Tuesday, October 11, 2011

Defining Myself

There's something I've been thinking about a lot over the last several months. It has rolled over in my mind about a million times and I've finally decided to write about it...

This summer, in the wake of a particularly difficult breakup, I felt wrecked. I was sad, angry, hopeless, and struggling to rub two ounces of self-esteem together. I was in a downward spiral of self-doubt and having trouble understanding why. In the beginning, I had been so sure that this relationship was the one that was going to go the distance - only to find out two years into it that I was wrong. But, there was more to it than that. What lingered in the background during the second year, while the relationship was failing, and after it ended was the feeling that somehow, I was failing. I wasn't good enough to make it work. Maybe I wasn't caring enough? Or thoughtful enough? Maybe I wasn't compromising as much as I should? Maybe I wasn't pretty enough? Maybe I was too ambitious? Too career oriented? And so on...

After a lot of thought, some help, and a lot of talking to my family and good friends (who, thankfully, never told me to shut my pie hole), I had a bit of a breakthrough. First, I realized that I had felt self-doubt like this before. I won't bore you with all of the details here, but let's just say that an experience with an old coach really did a number on me (it is so not ok for a coach to tell your teammates behind your back that he thinks you're fat/a bad teammate/a bad leader/a bad athlete). Then, I realized that, for a long time, I had been letting other people define who I was. I had taken my coach's words and believed them about myself. All of the nice things that the person I dated didn't say about me became untrue in my mind and all of my fears that went uncomforted became my reality.

As time went on, I started to understand that someone else's definition of me doesn't have to be my definition of myself. That what others think (or don't think) about me may say more about them than it does about me. I understood that a failed relationship didn't mean that I was a bad girlfriend or that I'm irreversibly screwed up. I realized that what really matters is what I think of myself and how I define myself.

So, as I've said, this is something I've been sitting with for a while. And it's something I've waited to put into words because I wasn't quite sure how to say it and, frankly, I was uncomfortable with it. For one thing, the pain is still there.  But mostly, this whole "letting other people's opinions become my own" thing really doesn't fit well with the person I had always been. For the first 23+ years of my life, I made a habit of making up my own mind about myself. I never quit something because someone told me I wasn't any good. In fact, rejection was almost an invitation to me; if someone told me I couldn't, I set out to prove them wrong (and almost always did).  And it’s true that, when a certain coach suggested that I quit the team, I refused and became ever the more determined to stick it out.  But, since then, I have struggled to find joy in a sport that I was once insanely passionate about.

I feel that I know myself pretty well. I know what I want to do with my life, what I like and don't like, and am constantly learning new lessons about myself (foreign countries are great places to do that - like a crash course).
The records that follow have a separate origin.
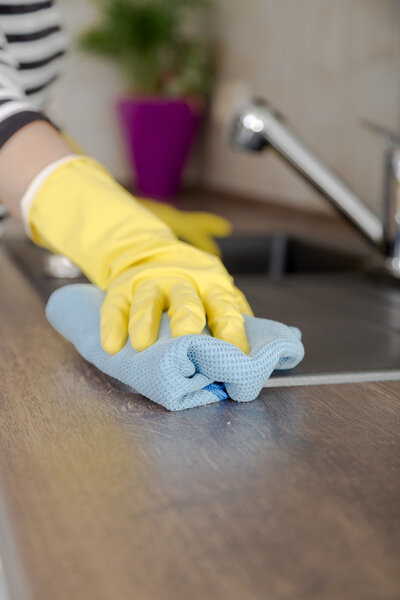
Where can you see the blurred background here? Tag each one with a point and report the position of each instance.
(324, 64)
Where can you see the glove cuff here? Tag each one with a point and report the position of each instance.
(34, 187)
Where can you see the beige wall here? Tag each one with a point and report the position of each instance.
(323, 63)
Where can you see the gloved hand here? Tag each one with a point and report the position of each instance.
(197, 228)
(76, 208)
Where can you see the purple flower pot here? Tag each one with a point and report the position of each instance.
(158, 133)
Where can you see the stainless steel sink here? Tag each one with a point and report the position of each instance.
(278, 254)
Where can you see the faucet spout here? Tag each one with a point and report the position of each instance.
(258, 125)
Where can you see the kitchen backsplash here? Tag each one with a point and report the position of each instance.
(324, 64)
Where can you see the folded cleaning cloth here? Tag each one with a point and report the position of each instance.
(183, 372)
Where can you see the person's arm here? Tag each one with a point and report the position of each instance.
(24, 156)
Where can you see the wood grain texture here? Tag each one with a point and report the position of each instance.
(107, 495)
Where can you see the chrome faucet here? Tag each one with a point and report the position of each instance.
(257, 125)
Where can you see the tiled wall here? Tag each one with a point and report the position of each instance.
(323, 63)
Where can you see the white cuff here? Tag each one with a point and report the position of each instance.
(33, 188)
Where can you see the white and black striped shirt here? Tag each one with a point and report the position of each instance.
(32, 44)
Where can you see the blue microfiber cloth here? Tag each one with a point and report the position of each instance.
(183, 372)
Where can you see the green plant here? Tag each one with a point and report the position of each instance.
(148, 41)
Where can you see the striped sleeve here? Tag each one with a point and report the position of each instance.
(16, 109)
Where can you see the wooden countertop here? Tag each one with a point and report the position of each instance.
(106, 495)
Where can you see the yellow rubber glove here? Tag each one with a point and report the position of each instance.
(76, 208)
(197, 228)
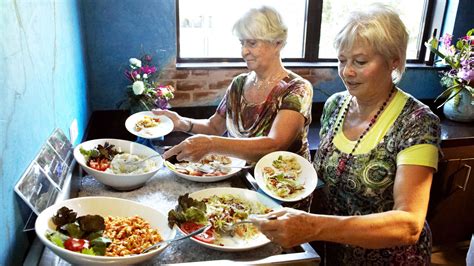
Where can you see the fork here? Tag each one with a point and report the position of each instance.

But, knowing information about yourself is different from your beliefs about yourself, I think. And I have spent the last 6 years believing certain things about myself because someone I thought I could trust said them about me.

I have thought about writing this blog post for, um, approximately 3 months now. It is rather personal and revealing. But maybe it's something a lot of people struggle with. How often do we let others determine how we feel or think about ourselves? How often do we give up on something because someone else told us we weren't any good? Or, we don't buy a particular outfit because we're worried about what people will think?

For me, it is time for a change.  It is time to figure out what, exactly, it is that I believe about myself.  And it’s time to let go of these other people’s opinions that I’ve held onto for far too long...

1 comment:

  1. Thanks so much for sharing from the heart, Katie! It's scary to reveal, but reading it helps others, me in particular. I struggle with the same things. I also took criticism as a challenge to prove everyone wrong when growing up. But somehow, I too let what others think about me influence how I think about myself. Can I strive to change with you?